La lezione di Pietro Grasso sul nostro Sud e la mafia (di Enrica Sconosciuto)

Pietro Grasso: ex magistrato, politico e presidente del Senato della Repubblica durante la XVII legislatura racconta la sua storia,

profondamente legata al territorio siculo, nella pubblicazione “Liberi Tutti-Lettera a un ragazzo che non vuole morire di mafia”.

Nasce a Licata nel 1945 ed è da subito immerso nell’ambiente poco felice di una Sicilia che vedeva all’orizzonte l'affermarsi di Cosa Nostra. Proprio per questo motivo, ci spiega l'ex presidente del Senato, decise sin da piccolo che avrebbe intrapreso la carriera di magistrato per poter metaforicamente dire nella vita reale “Liberi Tutti” proprio come faceva giocando a nascondino da bambino. L’intento primario quindi era fare giustizia e dare un messaggio chiaro: “La mafia non deve sostituirsi allo Stato”. A tal proposito racconta il rapporto tra i giovani e la mafia. O meglio la crisi del rapporto tra giovani e lavoro che persiste e il ruolo che in questo rapporto hanno le organizzazioni mafiose, prima guardando al territorio siciliano e poi ampliando l'orizzonte su più ampia scala. Per esemplificare queste complesse dinamiche si rifà a un episodio accadutogli durante uno dei suoi primi interrogatori ad un boss pentito scrivendo: "Nella pausa di un interrogatorio chiesi a un boss mafioso quando, secondo lui, sarebbe finita la mafia. Non mi rispose in maniera diretta, ma con una sorta di parabola. Mi raccontò che un giorno un ragazzo andò da lui quasi in lacrime perché non aveva soldi per comprare il latte alla sua bambina di otto mesi, che piangeva per la fame. Lui lo mandò, a suo nome, presso un cantiere di un imprenditore amico il quale, dato che stava costruendo un palazzo con i suoi soldi, non gli poteva dire di no. Naturalmente avrebbe lavorato a nero, sarebbe stato pagato meno del dovuto, non avrebbe avuto né contribuiti provvidenziali, né assicurazione per gli infortuni. Dopo qualche giorno il giovane tornò e gli disse: "Grazie! La bambina adesso ha un colorito roseo, è sazia e dorme sonni tranquilli, cosa posso fare per voi?” Lui gli chiese la sua carta d’identità. Il ragazzo obbedì, sapendo che il documento sarebbe servito per coprire la latitanza di un boss, per affittare un appartamento o per acquistare un’autovettura a suo nome è che, se scoperto, avrebbe rischiato anni di carcere per averlo aiutato a sottrarsi alla giustizia. “Allora cosa significa?” chiesi alla fine del racconto. Il pentito mi rispose:” Vede, dottore, finché quel ragazzo si rivolgerà a me e non allo Stato, la mafia non finirà”.

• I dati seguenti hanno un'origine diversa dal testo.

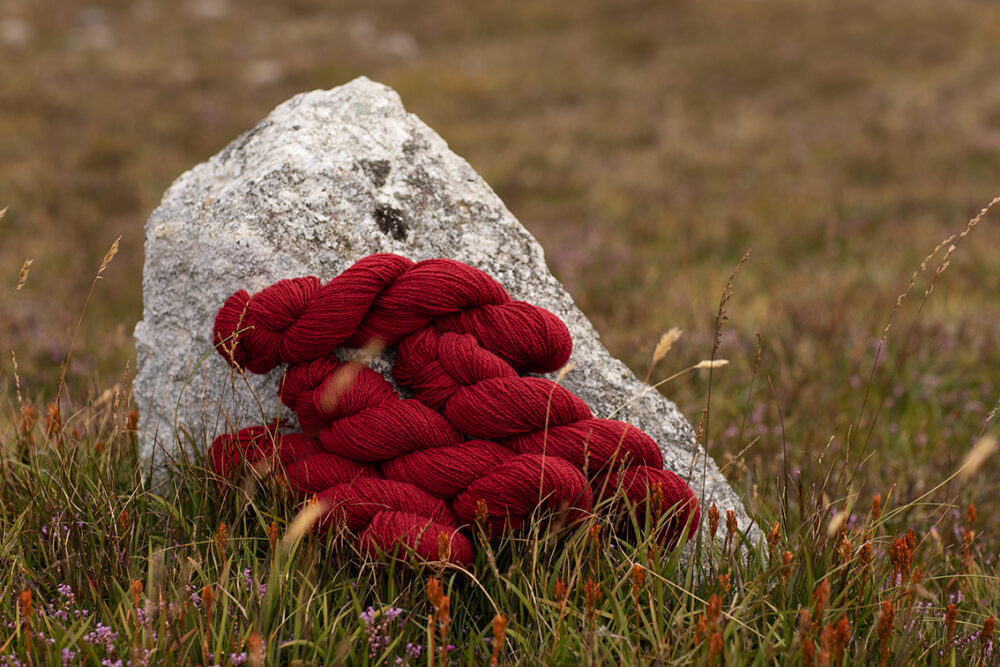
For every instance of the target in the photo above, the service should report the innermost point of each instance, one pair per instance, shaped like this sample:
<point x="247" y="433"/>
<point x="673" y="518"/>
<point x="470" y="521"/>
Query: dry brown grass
<point x="646" y="144"/>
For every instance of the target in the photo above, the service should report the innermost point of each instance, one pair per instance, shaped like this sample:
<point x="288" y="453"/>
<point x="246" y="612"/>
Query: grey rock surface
<point x="327" y="178"/>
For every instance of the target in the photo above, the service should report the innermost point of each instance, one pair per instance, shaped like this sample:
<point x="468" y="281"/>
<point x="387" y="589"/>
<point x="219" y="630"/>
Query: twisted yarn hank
<point x="548" y="436"/>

C’è chi in passato, a proposito di episodi simili a questo, ha affermato che, in fondo, la mafia non è poi “così male” in quanto può, a lungo andare, rappresentare un fattore dell’economia che investe in attività produttive. In realtà non può essere questo tipo di investimento illecito a far fiorire l’economia di un paese in costante sviluppo e mutamento, causando un fermo economico dell’area in cui il fenomeno si verifica. Questa politica economica malsana per molto tempo in auge nelle aree del Sud Italia ha favorito lo sviluppo “sano” - o più o meno sano - delle aree del Centro-Nord che tendono ancora oggi e sempre di più a prosciugare le nostre terre della “loro energia lavorativa e della loro fantasia” - come dice lo stesso Grasso - ossia dei giovani.

D’altronde si sa - e si è sempre saputo - che tanto Cosa Nostra in Sicilia, quanto qualsiasi altra associazione di stampo mafioso, non necessariamente nascono dal sottosviluppo ma hanno “tutto l’interesse a mantenerlo” e Pietro Grasso, ancora oggi all’età di 74 anni, svolge il suo impegno politico per combatterlo. O come si era imposto da bambino: per fare giustizia.